Assays: C4 may be assayed using C4-depleted human or C4-deficient guinea pig serum due to the fact that antibody-sensitized sheep erythrocytes (EA) are very poorly lysed in the absence of C4. Hemolytic titers using EA and C4-D guinea pig serum are extremely sensitive to C4 with 50% lysis requiring less than 1 ng C4. One note of caution, however, there is a C4 bypass which allows C4-deficient and C4-depleted serums to lyse EA efficiently under certain conditions (May, J.E. and Frank, M.M. (1973); Knutzen Steuer, K.L. et al. (1989)).
In vivo: Plasma contains approximately 400 ug/mL of C4 with wide variations between individuals (normal range 250-550 µg/mL). The primary site of biosynthesis of C4 is the liver although it is also produced locally in tissues by monocytes, macrophages, the mammary gland, lung, spleen, kidney, brain and intestinal epithelial cells. The red cell serological antigenic markers Chido and Rogers are the result of inadvertent attachment of C4b to blood cells. These antigenic determinants generally segregate with C4A (Rogers) and C4B (Chido).
Regulation : C4 is an acute phase protein meaning that its concentration in blood is elevated during inflammation. Biosynthesis of C4 is upregulated by interferon gamma and IL-6 in blood cells and in intestinal epithelium. Bacterial lipopolysaccharide (LPS) down regulates expression and can counteract INF-gamma upregulation.
Deficiencies: Complete deficiencies of C4 are rare due to the presence of four genes in most individuals . Deficient individuals have been found to lack classical pathway function and to suffer from severe immune complex disease similar to individuals with complete lack of the C4A isotype, but who possess the C4B isotype (see Diseases, below).

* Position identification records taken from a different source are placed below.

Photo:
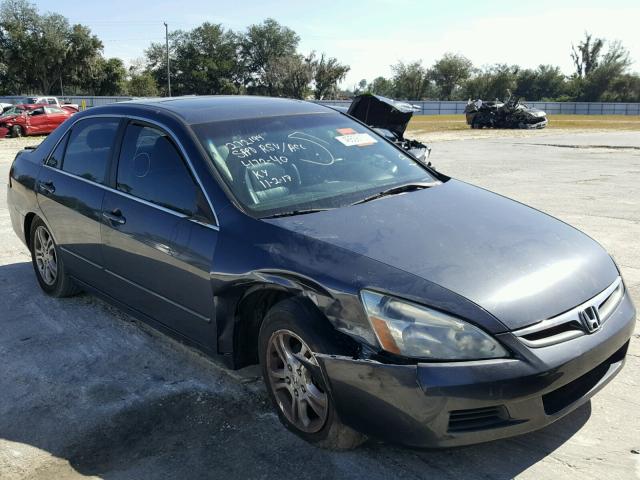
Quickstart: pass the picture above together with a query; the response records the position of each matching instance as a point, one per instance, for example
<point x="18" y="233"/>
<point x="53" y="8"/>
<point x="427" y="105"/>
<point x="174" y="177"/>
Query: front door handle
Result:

Diseases: Deficiency of the C4A variant in humans is correlated with an increased incidence of autoimmune disorders, primarily systemic lupus erythematosus (SLE). It is thought that the increased reactivity of C4A with amino groups found on proteins is important for effective activation of complement on immune complexes. Low concentrations of C4A due to heterozygous or homozygous states (most humans carry four C4 genes) is associated with less efficient clearance of immune complexes.